- #36
Rick16
- 121
- 29
Now you confuse me with the ##v-dv##. I mean, it seems to make sense. If the final velocity is ##v##, then the initial velocity should be ##v-dv##. But to me it also seemed to make sense to write ##m## for the initial mass and ##m-dm## for the final mass. If ##m-dm## is wrong, why is ##v-dv## correct?erobz said:Do you feel any better about the following where we let the final velocity of the rocket be ##v##?

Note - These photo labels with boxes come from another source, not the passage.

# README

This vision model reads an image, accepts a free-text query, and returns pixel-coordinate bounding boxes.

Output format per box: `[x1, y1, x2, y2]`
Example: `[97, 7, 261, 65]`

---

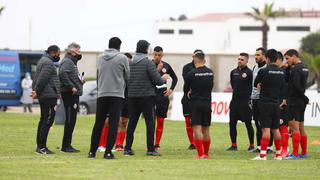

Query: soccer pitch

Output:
[0, 113, 320, 180]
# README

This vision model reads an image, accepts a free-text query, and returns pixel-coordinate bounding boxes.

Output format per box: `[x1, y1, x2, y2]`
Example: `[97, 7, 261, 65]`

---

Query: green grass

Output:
[0, 113, 320, 180]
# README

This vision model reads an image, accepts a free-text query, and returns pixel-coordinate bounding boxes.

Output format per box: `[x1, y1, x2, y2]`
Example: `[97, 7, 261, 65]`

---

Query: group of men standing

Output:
[228, 48, 309, 160]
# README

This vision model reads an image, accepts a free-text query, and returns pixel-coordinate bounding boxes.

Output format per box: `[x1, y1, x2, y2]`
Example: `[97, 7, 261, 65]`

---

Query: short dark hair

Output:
[277, 51, 283, 61]
[136, 40, 150, 54]
[256, 47, 267, 55]
[266, 49, 278, 63]
[46, 45, 60, 54]
[284, 49, 299, 57]
[153, 46, 163, 52]
[124, 53, 132, 59]
[109, 37, 122, 50]
[239, 52, 249, 59]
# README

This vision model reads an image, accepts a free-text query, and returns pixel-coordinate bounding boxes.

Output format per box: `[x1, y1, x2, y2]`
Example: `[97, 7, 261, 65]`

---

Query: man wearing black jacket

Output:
[32, 45, 60, 154]
[59, 43, 84, 153]
[153, 46, 178, 150]
[228, 53, 254, 151]
[252, 49, 284, 160]
[284, 49, 309, 159]
[124, 40, 169, 156]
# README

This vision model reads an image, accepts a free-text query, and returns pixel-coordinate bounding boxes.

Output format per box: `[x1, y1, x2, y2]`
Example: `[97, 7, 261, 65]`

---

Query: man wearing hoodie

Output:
[88, 37, 130, 159]
[59, 43, 84, 153]
[124, 40, 169, 156]
[31, 45, 60, 154]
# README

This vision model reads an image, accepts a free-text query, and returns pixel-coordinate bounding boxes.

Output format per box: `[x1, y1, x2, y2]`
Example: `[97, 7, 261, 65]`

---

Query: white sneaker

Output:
[251, 155, 267, 161]
[97, 146, 106, 152]
[274, 156, 282, 161]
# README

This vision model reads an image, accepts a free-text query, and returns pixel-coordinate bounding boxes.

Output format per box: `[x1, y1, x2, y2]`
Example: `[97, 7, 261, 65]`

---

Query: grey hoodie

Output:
[97, 49, 130, 98]
[128, 53, 165, 97]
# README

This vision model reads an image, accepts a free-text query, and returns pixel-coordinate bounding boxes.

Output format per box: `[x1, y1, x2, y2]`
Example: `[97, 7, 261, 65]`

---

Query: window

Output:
[240, 26, 262, 31]
[179, 29, 193, 34]
[159, 29, 174, 34]
[277, 26, 310, 31]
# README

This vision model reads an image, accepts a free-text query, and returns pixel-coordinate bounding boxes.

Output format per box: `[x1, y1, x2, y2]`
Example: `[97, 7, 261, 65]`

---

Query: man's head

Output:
[136, 40, 150, 54]
[254, 47, 266, 63]
[284, 49, 300, 65]
[153, 46, 163, 63]
[192, 50, 206, 66]
[266, 49, 278, 64]
[276, 51, 283, 67]
[66, 42, 82, 60]
[238, 52, 249, 68]
[46, 45, 60, 62]
[109, 37, 122, 51]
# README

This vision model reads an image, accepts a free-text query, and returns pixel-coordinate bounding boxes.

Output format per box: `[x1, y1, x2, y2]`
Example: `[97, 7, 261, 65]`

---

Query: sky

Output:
[0, 0, 320, 52]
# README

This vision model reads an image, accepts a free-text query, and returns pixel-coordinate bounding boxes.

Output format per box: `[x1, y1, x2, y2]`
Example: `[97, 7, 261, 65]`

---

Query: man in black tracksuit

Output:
[32, 45, 60, 154]
[253, 49, 285, 160]
[153, 46, 178, 150]
[228, 53, 254, 151]
[59, 43, 84, 153]
[124, 40, 168, 156]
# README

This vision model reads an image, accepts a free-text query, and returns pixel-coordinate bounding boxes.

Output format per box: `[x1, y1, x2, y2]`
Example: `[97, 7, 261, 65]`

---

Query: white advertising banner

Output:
[169, 91, 320, 126]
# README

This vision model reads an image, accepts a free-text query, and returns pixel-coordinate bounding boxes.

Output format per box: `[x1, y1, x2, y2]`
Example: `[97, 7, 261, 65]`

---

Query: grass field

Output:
[0, 113, 320, 180]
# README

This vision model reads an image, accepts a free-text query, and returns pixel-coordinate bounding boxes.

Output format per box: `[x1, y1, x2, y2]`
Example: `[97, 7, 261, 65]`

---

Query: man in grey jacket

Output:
[88, 37, 130, 159]
[59, 43, 84, 153]
[124, 40, 169, 156]
[32, 45, 60, 154]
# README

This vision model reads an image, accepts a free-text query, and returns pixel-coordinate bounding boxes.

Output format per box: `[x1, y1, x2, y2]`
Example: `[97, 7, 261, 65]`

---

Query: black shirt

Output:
[254, 64, 285, 103]
[182, 61, 196, 95]
[230, 66, 252, 100]
[153, 61, 178, 95]
[185, 66, 214, 102]
[288, 62, 309, 102]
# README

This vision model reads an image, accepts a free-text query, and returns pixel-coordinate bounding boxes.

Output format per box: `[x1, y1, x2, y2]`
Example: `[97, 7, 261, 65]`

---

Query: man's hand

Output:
[164, 89, 172, 96]
[30, 91, 38, 99]
[72, 87, 78, 95]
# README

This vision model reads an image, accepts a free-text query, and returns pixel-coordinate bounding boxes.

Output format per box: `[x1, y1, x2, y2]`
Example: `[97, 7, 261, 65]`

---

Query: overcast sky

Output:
[0, 0, 320, 51]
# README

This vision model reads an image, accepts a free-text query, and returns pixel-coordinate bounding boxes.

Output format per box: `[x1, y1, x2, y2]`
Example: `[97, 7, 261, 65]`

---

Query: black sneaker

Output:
[188, 144, 196, 150]
[36, 148, 54, 154]
[147, 151, 161, 156]
[61, 146, 80, 153]
[154, 144, 160, 150]
[227, 146, 238, 151]
[123, 149, 134, 156]
[88, 152, 96, 159]
[103, 152, 115, 159]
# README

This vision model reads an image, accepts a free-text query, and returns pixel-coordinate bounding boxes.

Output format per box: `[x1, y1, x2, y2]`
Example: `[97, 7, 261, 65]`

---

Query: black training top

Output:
[185, 66, 214, 102]
[254, 64, 285, 103]
[230, 66, 252, 100]
[182, 61, 196, 95]
[288, 62, 309, 100]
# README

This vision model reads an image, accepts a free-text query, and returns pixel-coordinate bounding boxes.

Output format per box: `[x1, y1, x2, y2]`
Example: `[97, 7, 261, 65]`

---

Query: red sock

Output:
[155, 117, 164, 145]
[292, 132, 301, 157]
[300, 136, 308, 156]
[203, 139, 211, 155]
[99, 127, 109, 147]
[274, 139, 281, 157]
[279, 126, 290, 152]
[194, 139, 203, 157]
[184, 116, 195, 145]
[260, 137, 270, 158]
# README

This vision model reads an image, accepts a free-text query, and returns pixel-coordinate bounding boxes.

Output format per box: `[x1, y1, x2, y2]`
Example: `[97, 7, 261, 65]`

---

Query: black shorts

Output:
[288, 104, 305, 122]
[121, 98, 130, 118]
[258, 101, 280, 129]
[190, 100, 211, 126]
[156, 96, 169, 118]
[181, 94, 191, 116]
[229, 100, 252, 122]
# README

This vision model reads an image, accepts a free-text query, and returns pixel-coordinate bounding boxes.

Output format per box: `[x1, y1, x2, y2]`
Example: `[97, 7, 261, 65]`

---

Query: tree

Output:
[247, 3, 283, 49]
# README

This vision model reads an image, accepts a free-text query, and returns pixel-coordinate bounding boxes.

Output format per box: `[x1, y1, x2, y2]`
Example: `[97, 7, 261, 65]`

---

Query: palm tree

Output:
[247, 3, 283, 49]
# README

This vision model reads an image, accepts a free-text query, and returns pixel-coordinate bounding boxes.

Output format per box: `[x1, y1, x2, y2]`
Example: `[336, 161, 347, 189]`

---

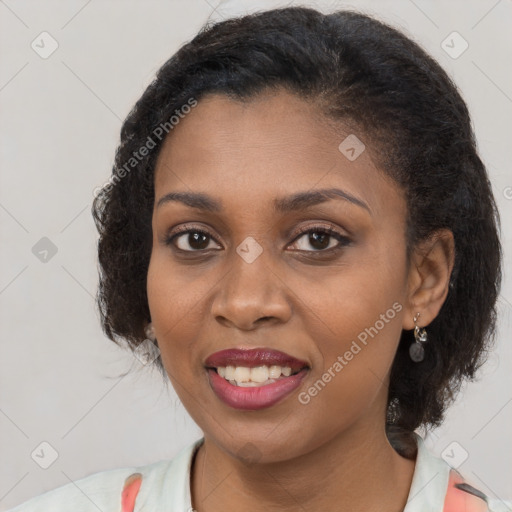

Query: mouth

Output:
[205, 349, 310, 410]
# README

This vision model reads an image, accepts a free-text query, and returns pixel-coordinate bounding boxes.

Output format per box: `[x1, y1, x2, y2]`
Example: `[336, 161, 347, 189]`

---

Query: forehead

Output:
[155, 91, 403, 218]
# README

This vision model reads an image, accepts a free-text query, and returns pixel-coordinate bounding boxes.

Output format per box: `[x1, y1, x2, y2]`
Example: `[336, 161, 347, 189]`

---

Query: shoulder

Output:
[405, 434, 512, 512]
[443, 469, 512, 512]
[7, 441, 200, 512]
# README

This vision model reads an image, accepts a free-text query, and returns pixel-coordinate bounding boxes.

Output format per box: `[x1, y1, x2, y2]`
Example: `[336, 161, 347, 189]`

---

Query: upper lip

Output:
[205, 348, 308, 370]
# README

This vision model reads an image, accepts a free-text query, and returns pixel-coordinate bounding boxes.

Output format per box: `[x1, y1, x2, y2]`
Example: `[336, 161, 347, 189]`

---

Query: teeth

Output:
[217, 365, 298, 387]
[233, 366, 251, 382]
[250, 366, 269, 382]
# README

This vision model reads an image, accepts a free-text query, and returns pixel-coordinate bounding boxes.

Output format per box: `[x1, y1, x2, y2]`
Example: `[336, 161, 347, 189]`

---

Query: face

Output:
[147, 91, 407, 462]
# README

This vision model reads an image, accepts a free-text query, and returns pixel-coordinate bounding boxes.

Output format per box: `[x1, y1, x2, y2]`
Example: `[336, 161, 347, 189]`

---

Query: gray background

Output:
[0, 0, 512, 510]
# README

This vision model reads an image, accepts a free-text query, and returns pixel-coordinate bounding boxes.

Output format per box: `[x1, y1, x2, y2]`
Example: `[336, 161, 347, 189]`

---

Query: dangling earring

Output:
[144, 322, 156, 345]
[409, 313, 427, 363]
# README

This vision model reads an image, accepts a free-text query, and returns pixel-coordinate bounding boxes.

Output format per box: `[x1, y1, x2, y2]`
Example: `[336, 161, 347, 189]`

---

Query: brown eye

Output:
[166, 228, 220, 252]
[294, 226, 350, 252]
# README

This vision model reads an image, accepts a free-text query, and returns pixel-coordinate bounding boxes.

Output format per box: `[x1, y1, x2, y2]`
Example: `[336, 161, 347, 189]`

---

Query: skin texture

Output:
[147, 90, 453, 512]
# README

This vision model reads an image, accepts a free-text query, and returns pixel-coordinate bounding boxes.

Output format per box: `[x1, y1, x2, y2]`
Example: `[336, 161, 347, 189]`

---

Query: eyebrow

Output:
[156, 188, 372, 215]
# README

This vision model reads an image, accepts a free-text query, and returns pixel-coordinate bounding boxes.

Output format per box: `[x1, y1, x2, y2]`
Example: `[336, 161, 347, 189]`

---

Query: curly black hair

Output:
[92, 7, 502, 456]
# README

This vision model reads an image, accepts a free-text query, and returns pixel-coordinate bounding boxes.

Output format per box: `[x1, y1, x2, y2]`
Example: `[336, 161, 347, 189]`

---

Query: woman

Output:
[9, 8, 508, 512]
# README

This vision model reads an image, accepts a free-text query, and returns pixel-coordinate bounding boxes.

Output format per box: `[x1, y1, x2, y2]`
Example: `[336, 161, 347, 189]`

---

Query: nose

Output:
[212, 247, 292, 331]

$$ \begin{aligned} \sum F ~dt &=( p + dp )- p \\ \quad \\
& = ( M_r + M _f ) v + dm (v-u) - \left( M_r + M_f + dm \right)\left( v - dv \right) \\ \quad \\
&= \cancel{( M_r + M _f ) v} + \cancel{dm v} - dm u - \cancel{( M_r + M _f ) v} + ( M_r + M _f ) dv -\cancel{dm v} + \cancel{dm~dv}^0 \\ \quad \\
&= -dm u + ( M_r + M _f ) dv \end{aligned}$$
$$ \sum F = -\frac{dm}{dt}u + ( M_r + M _f )\frac{dv}{dt} $$
And with ## \frac{dm}{dt} = -\frac{dM_f}{dt}## we have:
$$ \sum F = \frac{dM_f}{dt} u +( M_r + M _f )\frac{dv}{dt} $$
$$ \text{"The Rocket Equation"}$$
You have ##v(t+dt)=v## and ##v(t)=v-dv##. If you switch to ##v(t)=v##, you get ##v(t+dt)=v+dv##. This looks perfectly okay.
But if I do the same with the mass, I run into a problem. If I use ##m(t+dt)=m## and ##m(t)=m+dm##, and I switch to ##m(t)=m##, then I get ##m(t+dt)=m-dm##. And this is not what I want to get.